Organize İşler 2: Sazan Sarmalı (14 yıl önceki filme göre bozma oranı = 14 yılda Türkiye'nin bozma oranı), İskoçya Kraliçesi Mary (I. Elizabeth olacağım derken Pennywise olmak)
Bu hafta sadece 4 film girdi ve ben hepsini izledim. Evet, hayatta ulaşabildiğim en yüksek konum bu. Bazen mesela bir sinemanın yanından geçerken posterlere bakıp "Hepsini izledim ki ben bunların" diyor, yanımda biri varsa omzundan dürtüp övgü bekliyorum. Bu hafta da hepsi hakkında konuşup sizden övgü bekleyeceğim filmler şunlar olacak: Organize İşler'in ikinci filmi 'Sazan Sarmalı', kostüm ve makyajdan Oscar adaylı 'İskoçya Kraliçesi Mary', oyuncaklı gerilimli 'Ölümcül Labirent' ve 9 aydır izle izle bitiremediğimiz Cannes filmlerinden 'Dogman'.
O zaman vakit kaybetmeden Organize İşler'den bir video izleyelim ve yazıya öyle geçelim. (Çok aşırı yoğun bir insan olduğumdan vakit kaybına hiç tahammülüm yok çünkü.)
Organize İşler 2: Sazan Sarmalı - Kıvanç Tatlıtuğ'u kıro ve dandirik bir mafya babası olarak görmek isteyenlere özel...
İlk filmden 14 sene sonra geldi yapım. O 14 yıllık süreçte maalesef oyuncu Erdal Tosun'u kaybettik, İstanbul'un biraz daha ebesini belledik, Yılmaz Erdoğan'ın yüzündeki çizgiler biraz daha belirgin oldu ve ben de uff, kim açtı bu konuyu, 31 yaşına girdim. Filmin vizyonu, 'mısır krizi'nden dolayı birkaç ay gecikti, o süreçte Yılmaz Erdoğan ve tayfası organize işler yürüterek fazladan 1-2 lira bilet payı kopardı, Erdoğanların cilveleşmesiyle yeni sinema yasası imzalandı ve sonunda vizyona girdi film.

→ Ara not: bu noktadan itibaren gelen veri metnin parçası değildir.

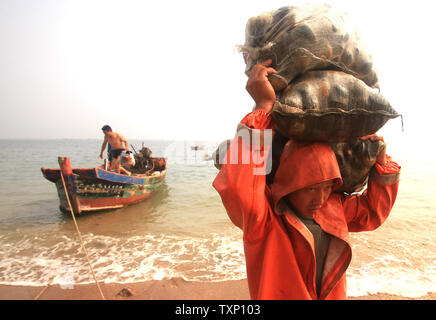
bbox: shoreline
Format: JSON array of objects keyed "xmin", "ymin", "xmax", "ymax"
[{"xmin": 0, "ymin": 278, "xmax": 436, "ymax": 300}]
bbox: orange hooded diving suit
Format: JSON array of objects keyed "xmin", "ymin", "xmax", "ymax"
[{"xmin": 213, "ymin": 110, "xmax": 400, "ymax": 300}]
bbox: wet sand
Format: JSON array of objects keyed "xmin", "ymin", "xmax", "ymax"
[{"xmin": 0, "ymin": 279, "xmax": 436, "ymax": 300}]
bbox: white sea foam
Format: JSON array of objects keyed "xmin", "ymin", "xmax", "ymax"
[{"xmin": 0, "ymin": 233, "xmax": 246, "ymax": 285}]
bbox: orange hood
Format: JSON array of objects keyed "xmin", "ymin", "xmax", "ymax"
[{"xmin": 271, "ymin": 140, "xmax": 342, "ymax": 212}]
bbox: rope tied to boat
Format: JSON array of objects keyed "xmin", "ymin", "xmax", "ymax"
[{"xmin": 60, "ymin": 171, "xmax": 106, "ymax": 300}]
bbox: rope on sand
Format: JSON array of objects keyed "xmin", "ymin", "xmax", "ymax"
[{"xmin": 58, "ymin": 172, "xmax": 106, "ymax": 300}]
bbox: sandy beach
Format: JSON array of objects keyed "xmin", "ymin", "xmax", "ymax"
[{"xmin": 0, "ymin": 279, "xmax": 436, "ymax": 300}]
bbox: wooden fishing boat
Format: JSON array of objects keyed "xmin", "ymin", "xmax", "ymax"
[{"xmin": 41, "ymin": 157, "xmax": 167, "ymax": 214}]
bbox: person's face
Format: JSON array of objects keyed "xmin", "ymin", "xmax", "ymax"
[{"xmin": 286, "ymin": 180, "xmax": 334, "ymax": 217}]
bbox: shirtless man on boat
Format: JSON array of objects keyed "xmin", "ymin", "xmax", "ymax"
[{"xmin": 100, "ymin": 125, "xmax": 130, "ymax": 174}]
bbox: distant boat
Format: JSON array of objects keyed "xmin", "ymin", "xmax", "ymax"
[
  {"xmin": 41, "ymin": 157, "xmax": 167, "ymax": 214},
  {"xmin": 191, "ymin": 145, "xmax": 204, "ymax": 151}
]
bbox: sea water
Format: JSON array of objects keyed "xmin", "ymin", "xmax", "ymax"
[{"xmin": 0, "ymin": 140, "xmax": 436, "ymax": 297}]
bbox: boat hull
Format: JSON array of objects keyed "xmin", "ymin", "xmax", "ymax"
[{"xmin": 41, "ymin": 160, "xmax": 166, "ymax": 214}]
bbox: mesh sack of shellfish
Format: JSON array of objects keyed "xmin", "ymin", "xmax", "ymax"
[
  {"xmin": 272, "ymin": 70, "xmax": 401, "ymax": 142},
  {"xmin": 212, "ymin": 132, "xmax": 385, "ymax": 194},
  {"xmin": 239, "ymin": 5, "xmax": 378, "ymax": 92}
]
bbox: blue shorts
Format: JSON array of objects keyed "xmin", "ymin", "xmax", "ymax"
[{"xmin": 111, "ymin": 149, "xmax": 124, "ymax": 159}]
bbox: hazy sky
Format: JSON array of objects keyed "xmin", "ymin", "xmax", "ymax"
[{"xmin": 0, "ymin": 0, "xmax": 436, "ymax": 151}]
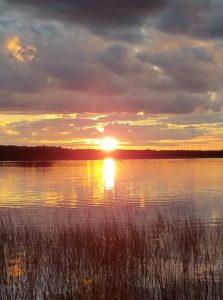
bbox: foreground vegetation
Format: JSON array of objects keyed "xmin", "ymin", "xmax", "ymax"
[{"xmin": 0, "ymin": 216, "xmax": 223, "ymax": 300}]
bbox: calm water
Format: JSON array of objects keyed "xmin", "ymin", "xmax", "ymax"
[{"xmin": 0, "ymin": 159, "xmax": 223, "ymax": 222}]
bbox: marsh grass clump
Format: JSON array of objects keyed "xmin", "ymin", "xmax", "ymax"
[{"xmin": 0, "ymin": 215, "xmax": 223, "ymax": 300}]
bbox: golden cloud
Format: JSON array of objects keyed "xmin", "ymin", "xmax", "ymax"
[{"xmin": 5, "ymin": 36, "xmax": 37, "ymax": 62}]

Yazan ve yönetenin yine Yılmaz Erdoğan olduğu filmde, Kıvanç Tatlıtuğ da jön dışında bir rolle karşımıza çıkıyor. Ezgi Mola ve Bensu Soral filmin diğer başrolleri olurken; Özgür Turhan, Mesut Süre, Ata Demirer, Ekin Türkmen gibi sürprizler de kadronun içine serpiştiriliyor.
Organize mi işliyor?
Filmin başlarında safça bir adam, tam nikahı kıyılacakken telefonla aranıyor ve "Biz savcıyız, para gönder" numarasını yutuyor. Meğerse o, Asım Noyan'ın (Yılmaz Erdoğan) kızının (Bensu Soral) evleneceği adammış (boş ver bunun ismini). Sonrasında kızı gidiyor ve "Sen bu işlerden anlarsın" diye dolandırıcı babasından yardım istiyor, bu da Asım'ın kızıyla arayı düzeltmesi için bir bahane oluyor. Bu arada, Kıvanç Tatlıtuğ da bahis mafyası, hazır kaslarını kaybedip göbek yapmışken sıfatsız bir mafyayı oynayıp öyküye dahil oluyor ve sinemamız mafya-düğün-'geri zekalı adamlar' üçgeninden oluşan bir yerli komedi daha kazanıyor.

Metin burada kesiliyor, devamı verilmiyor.